It has been about a year since we finished rebranding the Center for Social Inclusion (CSI). What is the brand impact of this work? Among the many positive consequences of now having a well-articulated brand that is true to their organizational vision, is that the brand serves to facilitate the process of developing graphic design executions for them.
Let’s look at their many published reports. Before the rebrand, every new report was a unique design concept adhering to loosely defined and mostly intuitive brand attributes. Brand acceptability needed to be vetted directly with the executive director. This process relied very heavily on the content of the particular report, which in and of itself is not bad; but this, along with the absence of agreed-upon guidelines, resulted in only tenuous stylistic connections among reports, and both the organization and the designers had to spend a good deal of time developing and approving a design style for each report. The resulting lack of continuity is manifest even among reports designed by the same graphic designer. Here are three former report covers that illustrate this (all produced by the previous design firm):
Lack of a clearly articulated brand proves to be inefficient in at least four ways:
- It takes more effort and time both for the organization and the agency to create these unique products.
- The work requires institutional memory and tight oversight if it is not to become totally arbitrary and dependent on the whim of the designer or the organizational staff person responsible for the product.
- The absence of any concrete guideposts makes it difficult to discuss the relative merits of one design over another, and this results in a much greater opportunity for personal taste to interfere with and slow down the process.
- The end product does not naturally support and enhance the brand. Each product has a brand logo, but each is, in fact, more about itself than the organizational brand, so each is, in essence, its own competing brand product that seeks attention on its own terms rather than contributing its message to the larger brand message.

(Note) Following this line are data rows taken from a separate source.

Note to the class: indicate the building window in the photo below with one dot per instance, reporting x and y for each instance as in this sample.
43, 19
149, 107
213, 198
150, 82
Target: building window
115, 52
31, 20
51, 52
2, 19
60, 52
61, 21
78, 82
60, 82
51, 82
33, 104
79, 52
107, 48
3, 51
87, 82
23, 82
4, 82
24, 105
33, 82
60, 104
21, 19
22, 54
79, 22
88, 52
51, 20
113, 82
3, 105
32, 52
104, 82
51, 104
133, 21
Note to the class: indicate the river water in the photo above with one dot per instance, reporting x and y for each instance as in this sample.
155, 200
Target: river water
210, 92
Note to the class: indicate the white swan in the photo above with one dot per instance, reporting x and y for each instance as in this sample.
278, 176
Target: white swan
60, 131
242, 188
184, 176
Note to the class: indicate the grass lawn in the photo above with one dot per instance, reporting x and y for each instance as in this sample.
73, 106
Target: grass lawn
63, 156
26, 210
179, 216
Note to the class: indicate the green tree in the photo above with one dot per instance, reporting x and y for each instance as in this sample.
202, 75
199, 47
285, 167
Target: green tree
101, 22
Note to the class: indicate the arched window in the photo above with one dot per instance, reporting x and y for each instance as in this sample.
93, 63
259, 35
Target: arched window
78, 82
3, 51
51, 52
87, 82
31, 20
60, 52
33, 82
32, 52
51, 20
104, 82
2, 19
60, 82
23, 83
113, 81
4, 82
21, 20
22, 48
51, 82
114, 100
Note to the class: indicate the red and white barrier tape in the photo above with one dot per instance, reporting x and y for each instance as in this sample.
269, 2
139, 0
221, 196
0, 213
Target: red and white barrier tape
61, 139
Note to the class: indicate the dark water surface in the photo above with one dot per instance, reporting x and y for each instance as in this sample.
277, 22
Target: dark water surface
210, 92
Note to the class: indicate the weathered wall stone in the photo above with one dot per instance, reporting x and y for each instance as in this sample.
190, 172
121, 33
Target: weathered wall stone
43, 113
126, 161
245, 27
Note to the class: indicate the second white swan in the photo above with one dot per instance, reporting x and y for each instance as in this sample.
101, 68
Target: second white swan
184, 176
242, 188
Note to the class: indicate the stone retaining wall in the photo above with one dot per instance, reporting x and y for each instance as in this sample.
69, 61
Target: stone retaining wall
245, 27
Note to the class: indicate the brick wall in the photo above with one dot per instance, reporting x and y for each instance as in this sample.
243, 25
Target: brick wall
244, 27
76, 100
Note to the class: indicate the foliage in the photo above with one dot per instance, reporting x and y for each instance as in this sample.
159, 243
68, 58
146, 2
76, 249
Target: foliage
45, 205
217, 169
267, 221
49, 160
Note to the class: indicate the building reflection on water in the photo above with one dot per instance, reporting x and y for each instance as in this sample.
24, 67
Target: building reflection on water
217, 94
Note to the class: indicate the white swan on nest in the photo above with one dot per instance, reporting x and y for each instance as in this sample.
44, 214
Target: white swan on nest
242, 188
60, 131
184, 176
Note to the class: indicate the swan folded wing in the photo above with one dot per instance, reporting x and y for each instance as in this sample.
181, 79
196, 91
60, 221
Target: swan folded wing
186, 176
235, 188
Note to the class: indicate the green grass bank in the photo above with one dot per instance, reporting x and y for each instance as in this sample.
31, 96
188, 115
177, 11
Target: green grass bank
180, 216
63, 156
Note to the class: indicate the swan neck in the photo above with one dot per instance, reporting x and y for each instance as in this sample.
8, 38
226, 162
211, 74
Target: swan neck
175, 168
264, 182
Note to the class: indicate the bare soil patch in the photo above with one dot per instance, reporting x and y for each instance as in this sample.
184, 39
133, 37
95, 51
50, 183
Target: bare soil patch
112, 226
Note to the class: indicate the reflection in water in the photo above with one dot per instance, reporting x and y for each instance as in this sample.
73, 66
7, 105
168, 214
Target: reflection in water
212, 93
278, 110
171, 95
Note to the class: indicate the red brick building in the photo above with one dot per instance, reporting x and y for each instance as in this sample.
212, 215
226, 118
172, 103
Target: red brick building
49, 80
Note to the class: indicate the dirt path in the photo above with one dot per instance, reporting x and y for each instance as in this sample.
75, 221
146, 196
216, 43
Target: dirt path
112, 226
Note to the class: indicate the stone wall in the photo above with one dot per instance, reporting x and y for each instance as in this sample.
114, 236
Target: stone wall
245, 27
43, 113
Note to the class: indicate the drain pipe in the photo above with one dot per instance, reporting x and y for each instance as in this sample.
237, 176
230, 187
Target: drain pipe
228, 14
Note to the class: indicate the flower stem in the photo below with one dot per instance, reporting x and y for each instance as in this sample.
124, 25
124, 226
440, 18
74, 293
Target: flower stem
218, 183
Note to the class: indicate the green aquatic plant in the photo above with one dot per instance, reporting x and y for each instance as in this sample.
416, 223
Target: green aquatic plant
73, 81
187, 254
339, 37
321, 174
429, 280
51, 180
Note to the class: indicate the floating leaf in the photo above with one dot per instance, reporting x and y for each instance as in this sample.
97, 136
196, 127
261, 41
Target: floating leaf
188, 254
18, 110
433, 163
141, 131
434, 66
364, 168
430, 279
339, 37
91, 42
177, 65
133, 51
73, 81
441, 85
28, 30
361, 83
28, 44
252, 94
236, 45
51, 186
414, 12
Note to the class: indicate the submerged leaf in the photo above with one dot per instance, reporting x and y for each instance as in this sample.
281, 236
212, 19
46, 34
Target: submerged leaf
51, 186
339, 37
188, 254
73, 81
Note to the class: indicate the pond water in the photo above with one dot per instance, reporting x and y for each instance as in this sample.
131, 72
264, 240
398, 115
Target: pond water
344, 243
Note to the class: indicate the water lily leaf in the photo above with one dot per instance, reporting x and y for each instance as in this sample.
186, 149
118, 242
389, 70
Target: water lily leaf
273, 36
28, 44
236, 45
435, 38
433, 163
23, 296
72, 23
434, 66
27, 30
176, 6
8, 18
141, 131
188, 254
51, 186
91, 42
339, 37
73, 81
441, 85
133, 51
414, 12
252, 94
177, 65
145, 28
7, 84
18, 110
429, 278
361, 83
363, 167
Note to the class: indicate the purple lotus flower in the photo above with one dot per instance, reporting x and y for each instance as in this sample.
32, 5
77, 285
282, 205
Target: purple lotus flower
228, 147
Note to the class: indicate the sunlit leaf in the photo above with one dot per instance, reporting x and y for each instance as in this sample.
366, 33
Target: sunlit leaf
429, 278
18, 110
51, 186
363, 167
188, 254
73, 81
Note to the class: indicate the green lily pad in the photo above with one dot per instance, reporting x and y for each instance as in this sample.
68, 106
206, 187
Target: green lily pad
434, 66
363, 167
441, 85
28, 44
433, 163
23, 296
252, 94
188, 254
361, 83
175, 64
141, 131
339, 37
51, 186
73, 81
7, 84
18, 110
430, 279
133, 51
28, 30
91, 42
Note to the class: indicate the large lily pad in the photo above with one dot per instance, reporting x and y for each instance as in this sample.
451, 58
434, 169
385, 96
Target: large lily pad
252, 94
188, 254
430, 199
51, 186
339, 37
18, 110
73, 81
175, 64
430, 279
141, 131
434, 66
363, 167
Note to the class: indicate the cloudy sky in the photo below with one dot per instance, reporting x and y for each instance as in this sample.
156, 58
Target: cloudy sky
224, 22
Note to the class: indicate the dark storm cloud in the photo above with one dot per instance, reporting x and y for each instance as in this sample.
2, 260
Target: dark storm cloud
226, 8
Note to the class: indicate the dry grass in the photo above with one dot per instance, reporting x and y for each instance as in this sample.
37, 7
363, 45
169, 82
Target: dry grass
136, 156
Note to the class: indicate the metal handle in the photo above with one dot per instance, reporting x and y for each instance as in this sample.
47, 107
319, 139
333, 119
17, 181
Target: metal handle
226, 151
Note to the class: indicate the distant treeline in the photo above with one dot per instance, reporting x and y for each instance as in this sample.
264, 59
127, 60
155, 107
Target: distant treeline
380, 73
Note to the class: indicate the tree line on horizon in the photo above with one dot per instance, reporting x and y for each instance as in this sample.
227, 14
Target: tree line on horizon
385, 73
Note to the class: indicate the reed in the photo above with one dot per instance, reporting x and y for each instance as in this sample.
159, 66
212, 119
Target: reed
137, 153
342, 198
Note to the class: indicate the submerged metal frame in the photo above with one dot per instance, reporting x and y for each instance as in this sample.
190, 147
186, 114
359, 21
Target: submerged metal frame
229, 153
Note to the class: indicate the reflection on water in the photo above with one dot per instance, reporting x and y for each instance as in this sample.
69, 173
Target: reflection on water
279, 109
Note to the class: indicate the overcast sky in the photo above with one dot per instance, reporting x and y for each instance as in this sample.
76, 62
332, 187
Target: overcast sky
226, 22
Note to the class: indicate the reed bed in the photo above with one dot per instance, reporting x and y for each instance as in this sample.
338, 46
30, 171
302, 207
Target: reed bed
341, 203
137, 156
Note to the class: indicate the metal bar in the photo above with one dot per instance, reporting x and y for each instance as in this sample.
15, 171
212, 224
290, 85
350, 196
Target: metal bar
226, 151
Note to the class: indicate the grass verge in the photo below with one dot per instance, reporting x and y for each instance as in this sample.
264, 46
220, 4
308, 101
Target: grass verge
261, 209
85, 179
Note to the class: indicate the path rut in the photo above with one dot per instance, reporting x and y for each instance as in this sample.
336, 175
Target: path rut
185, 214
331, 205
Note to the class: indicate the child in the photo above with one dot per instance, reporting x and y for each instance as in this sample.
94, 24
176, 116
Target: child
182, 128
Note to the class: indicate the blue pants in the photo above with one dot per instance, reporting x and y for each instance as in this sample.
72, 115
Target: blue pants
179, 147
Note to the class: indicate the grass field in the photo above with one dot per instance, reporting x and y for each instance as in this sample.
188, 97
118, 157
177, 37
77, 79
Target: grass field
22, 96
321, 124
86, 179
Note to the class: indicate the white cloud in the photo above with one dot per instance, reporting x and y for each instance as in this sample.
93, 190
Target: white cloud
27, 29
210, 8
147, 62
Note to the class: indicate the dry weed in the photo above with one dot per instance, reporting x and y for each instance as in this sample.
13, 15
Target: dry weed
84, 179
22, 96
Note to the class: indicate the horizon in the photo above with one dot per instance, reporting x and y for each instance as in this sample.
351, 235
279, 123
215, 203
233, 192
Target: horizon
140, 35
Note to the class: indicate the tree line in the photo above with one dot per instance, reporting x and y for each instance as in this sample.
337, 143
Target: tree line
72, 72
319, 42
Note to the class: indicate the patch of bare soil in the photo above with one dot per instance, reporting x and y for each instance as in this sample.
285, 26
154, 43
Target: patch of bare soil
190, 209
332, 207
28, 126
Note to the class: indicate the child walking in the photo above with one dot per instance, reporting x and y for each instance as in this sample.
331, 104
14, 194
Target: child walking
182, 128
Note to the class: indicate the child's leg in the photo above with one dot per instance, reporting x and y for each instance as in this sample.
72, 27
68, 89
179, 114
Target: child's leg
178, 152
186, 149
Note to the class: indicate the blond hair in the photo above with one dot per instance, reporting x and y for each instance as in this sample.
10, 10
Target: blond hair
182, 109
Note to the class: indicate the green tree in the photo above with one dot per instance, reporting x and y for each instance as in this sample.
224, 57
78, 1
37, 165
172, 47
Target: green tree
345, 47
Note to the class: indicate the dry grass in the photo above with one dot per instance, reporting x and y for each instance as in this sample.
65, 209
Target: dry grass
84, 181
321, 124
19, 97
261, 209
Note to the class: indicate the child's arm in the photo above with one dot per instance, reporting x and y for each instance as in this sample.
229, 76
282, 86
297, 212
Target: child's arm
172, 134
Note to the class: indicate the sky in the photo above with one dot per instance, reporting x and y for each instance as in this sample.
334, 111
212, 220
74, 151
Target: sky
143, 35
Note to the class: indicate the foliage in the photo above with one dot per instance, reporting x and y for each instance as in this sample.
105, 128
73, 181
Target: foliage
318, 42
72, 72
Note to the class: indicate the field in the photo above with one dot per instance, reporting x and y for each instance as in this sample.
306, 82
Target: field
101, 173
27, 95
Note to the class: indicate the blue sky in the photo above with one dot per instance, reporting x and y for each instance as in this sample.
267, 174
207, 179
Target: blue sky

Below are examples of three recent reports produced under the new brand we developed for the Center for Social Inclusion last year. Still allowing for variety in terms of imagery and type treatment, they reflect and support the new positive, open, and approachable brand attitude that is at the heart of the new Center for Social Inclusion brand. Each has different content requirements, yet each is contributing its share in support of the main CSI brand message. And most importantly, every time a brand consumer now gets a copy of a Center for Social Inclusion report, they will immediately recognize it and connect it in their minds with the last one they received.